Growing up in ministry and getting the calling to be in kids’ ministry, it felt obvious to join the kids’ internship. I went and began working directly under Brett Rogers. During that time, he and I got close, and after some mentoring from him, I saw that, while my calling was with kids that might have not been the internship I needed to be in. I felt that I had the opportunity to make a valuable impact elsewhere. I prayed about it and I had the feeling that the Lord was pulling me in the direction of Kids’ Evangelism. I decided to switch over and I now serve Powerhouse as the chapel director for the program. Powerhouse, for those who might not know, is a before and after school program that we are a part of at each Life School Charter School campus in the area. Each campus has your typical before and after school tutoring opportunities and regular school curriculum, but on Mondays, we have chapel services.

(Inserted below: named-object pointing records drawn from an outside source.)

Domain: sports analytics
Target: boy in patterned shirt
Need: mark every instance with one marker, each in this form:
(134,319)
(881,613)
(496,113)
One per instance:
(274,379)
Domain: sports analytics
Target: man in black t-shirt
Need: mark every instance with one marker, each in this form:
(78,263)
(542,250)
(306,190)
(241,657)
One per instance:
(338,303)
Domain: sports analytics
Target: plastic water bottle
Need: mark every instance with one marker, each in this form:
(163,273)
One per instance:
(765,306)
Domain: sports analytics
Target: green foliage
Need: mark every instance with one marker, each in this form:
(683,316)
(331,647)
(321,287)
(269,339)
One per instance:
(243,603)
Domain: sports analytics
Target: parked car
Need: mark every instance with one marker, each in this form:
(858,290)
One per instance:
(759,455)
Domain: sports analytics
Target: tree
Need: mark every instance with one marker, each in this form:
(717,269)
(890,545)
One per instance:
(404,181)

I am the director of those chapel services. I do whatever I can to support the volunteers and make sure that the chapel services don’t only work for the program, but also each campus.
Have there been any difficulties you have gone through while in OSL?
I don’t come from the wealthiest of households. Finances were always a bit of a struggle for me. During my first two years of college, I didn’t have a car. It was a struggle finding a way to get to different places. It was hard trying to find that way to make it financially, while also having faith that God would somehow make it work.
How have you gotten through them?
The people in OSL. The other interns, especially within your internship. You make friends so quickly and everyone is more than willing to give you rides or support you with whatever you need. The school is so generous with helping students, especially because they know that you’re doing what the Lord called you to do. They’re not going to let finances stop you. I’ve been blessed in that.
Down the line, where do you see yourself after graduating from OSL?
After graduating from OSL, I would love to be a church planter. That has been a passion of mine since I was sixteen years old, because of my dad being the campus pastor. That church was working out of a school and I was able to do the whole pipe and drape, church on wheels type deal. Even now with helping out where I can while I’m home at Hope City Church. I’ve always kind of loved helping people get set up and find what they need. I have had a passion for teaching people to teach. I don’t know why I do. I think it’s a cool opportunity to build people up and build their confidence in what they’re doing.
What are your hopes for the time that you will spend in OSL?
I hope for a continued opportunity to build upon myself. Being twenty years old, I’m not 100% equipped to take on the world. I know that if I keep with it and continue my education while working hard, I will ultimately have the tools and means to do all that it is that the Lord is pulling me towards and putting on my heart to do.
Lastly, do you have any advice for your peers currently going through OSL and those looking into it?
Pray about literally everything. I can’t tell you how badly people will get hurt if you just kind of rush into things without praying about it beforehand. I’ve seen it in myself where I’ve pushed myself into things. I ended up not only hurting, you know, myself, but also my friendships and my schooling. It’ll burn you out emotionally and spiritually if you don’t take a step back and analyze what it is you’re supposed to be doing at that moment. Also, don’t be afraid of slow times, either. Oftentimes, a slowness can come just before you’re about to do something pretty big. If you feel that slowness, don’t be afraid of it. Don’t be afraid to rest for a moment and take what is in your hands instead of overfilling your plate.
The Oaks School of Leadership (OSL) at Oaks Church was founded in 2009 and since then more than 600 students have gone through OSL. Many serve in high-caliber leadership positions throughout our nation and around the world. OSL exists to position students for effective leadership in a variety of capacities, including ministry, non-profit and business leadership, by providing students with hands-on leadership training combined with a degree from an accredited university.